Not every consumer approaches clean eating the same way. Parents like me want healthier options but balance cost, convenience, and children’s excitement for treats. Older consumers often stick with familiar routines while beginning to seek less sugar due to health concerns—yet continue choosing products they enjoy even when those choices don’t align with their health goals. Across my work, consistent patterns have emerged: some consumers meticulously examine ingredient lists, others scan for front-of-pack phrases like “organic,” and a third group relies on visual appeal or brand familiarity. These patterns reflect deeper psychographic differences in trust levels, health priorities, and decision-making styles.
Qualitative research brings these segments to life through voices, stories, and emotions that make abstract data actionable. Hearing how a parent navigates the grocery aisle while juggling a child’s demands, or how a retiree shifts habits following a health scare, adds dimension to what might otherwise remain theoretical.
4. Quantify What You Can, Without Steering Reactions: Although qualitative research is inherently directional, it’s valuable to build in structured ways to identify which ideas, claims, or product versions are resonating the strongest and which need improvement. I always design clear ranking or comparison exercises that allow participants to articulate preferences without being led toward a “right” answer. Rotating stimuli, using blind labels when possible, and clarifying that there is no expectation to like everything help prevent bias. A simple yet disciplined scoring or ranking framework transforms directional qualitative insights into clear priorities that clients can act on with confidence.
5. Integrate Insights and Deliver More Than Just a Report: Research should never exist in isolation. I try to connect qualitative findings with quantitative data, secondary research, social listening, data analytics, or historical learnings to create a more comprehensive picture. Building behavior maps, robust personas, or clear shopper journeys turn insights into practical tools that guide teams every day. The goal is not research for research’s sake but rather providing answers that directly inform business decisions and influence packaging, claims, and marketing to earn consumer trust.

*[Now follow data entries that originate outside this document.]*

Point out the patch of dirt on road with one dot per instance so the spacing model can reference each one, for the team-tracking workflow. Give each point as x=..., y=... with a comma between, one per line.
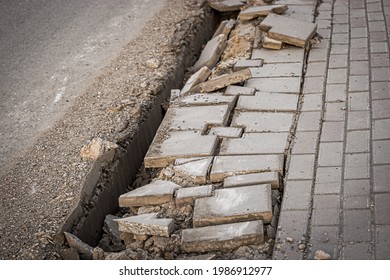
x=40, y=190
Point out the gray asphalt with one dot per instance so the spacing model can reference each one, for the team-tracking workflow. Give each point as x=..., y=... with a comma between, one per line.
x=50, y=51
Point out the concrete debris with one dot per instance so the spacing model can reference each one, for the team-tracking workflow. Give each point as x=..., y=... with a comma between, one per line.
x=261, y=11
x=288, y=30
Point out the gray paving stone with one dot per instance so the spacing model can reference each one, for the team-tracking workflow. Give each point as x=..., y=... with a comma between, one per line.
x=277, y=84
x=232, y=205
x=255, y=144
x=147, y=224
x=381, y=151
x=271, y=178
x=382, y=208
x=356, y=226
x=357, y=166
x=301, y=167
x=222, y=237
x=305, y=142
x=263, y=121
x=155, y=193
x=332, y=131
x=358, y=141
x=264, y=101
x=381, y=178
x=188, y=195
x=226, y=132
x=277, y=70
x=286, y=55
x=359, y=120
x=330, y=154
x=297, y=195
x=195, y=169
x=288, y=30
x=237, y=90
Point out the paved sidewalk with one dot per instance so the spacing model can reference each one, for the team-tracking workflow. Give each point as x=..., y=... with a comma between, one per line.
x=337, y=187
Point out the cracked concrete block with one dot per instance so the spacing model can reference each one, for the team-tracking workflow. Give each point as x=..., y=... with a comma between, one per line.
x=263, y=121
x=271, y=178
x=226, y=132
x=195, y=169
x=147, y=224
x=211, y=53
x=226, y=166
x=268, y=101
x=255, y=144
x=261, y=11
x=238, y=90
x=222, y=237
x=234, y=205
x=188, y=195
x=227, y=5
x=223, y=81
x=198, y=77
x=288, y=30
x=155, y=193
x=166, y=148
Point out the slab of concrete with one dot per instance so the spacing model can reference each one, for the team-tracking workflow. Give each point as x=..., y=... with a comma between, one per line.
x=203, y=99
x=261, y=11
x=288, y=30
x=227, y=5
x=287, y=55
x=188, y=195
x=211, y=53
x=166, y=148
x=277, y=84
x=222, y=237
x=263, y=121
x=223, y=81
x=272, y=178
x=155, y=193
x=147, y=224
x=278, y=70
x=255, y=144
x=226, y=166
x=226, y=132
x=198, y=77
x=268, y=101
x=237, y=90
x=195, y=169
x=234, y=205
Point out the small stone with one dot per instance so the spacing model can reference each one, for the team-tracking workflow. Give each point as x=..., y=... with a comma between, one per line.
x=321, y=255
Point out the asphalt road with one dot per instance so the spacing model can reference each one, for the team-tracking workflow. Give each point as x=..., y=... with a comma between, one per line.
x=50, y=51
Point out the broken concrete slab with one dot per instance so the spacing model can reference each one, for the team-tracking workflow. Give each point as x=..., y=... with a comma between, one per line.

From Professional Framework to Peace of Mind
For me, this is not just a research framework. It is how I protect my own family’s health and navigate every grocery aisle negotiation with my children. It is how I help brands understand that winning trust in clean eating is not about vague health claims or marketing shortcuts. It is about making honesty, clarity, and quality so obvious that busy parents like me can shop with confidence.
Quantitative research shows us how many shoppers care. Qualitative research shows us why they struggle and what makes them believe in a promise. Together, this integrated approach helps brands deliver products that align with what families say they want, and what they actually pick up and place in their cart, again and again.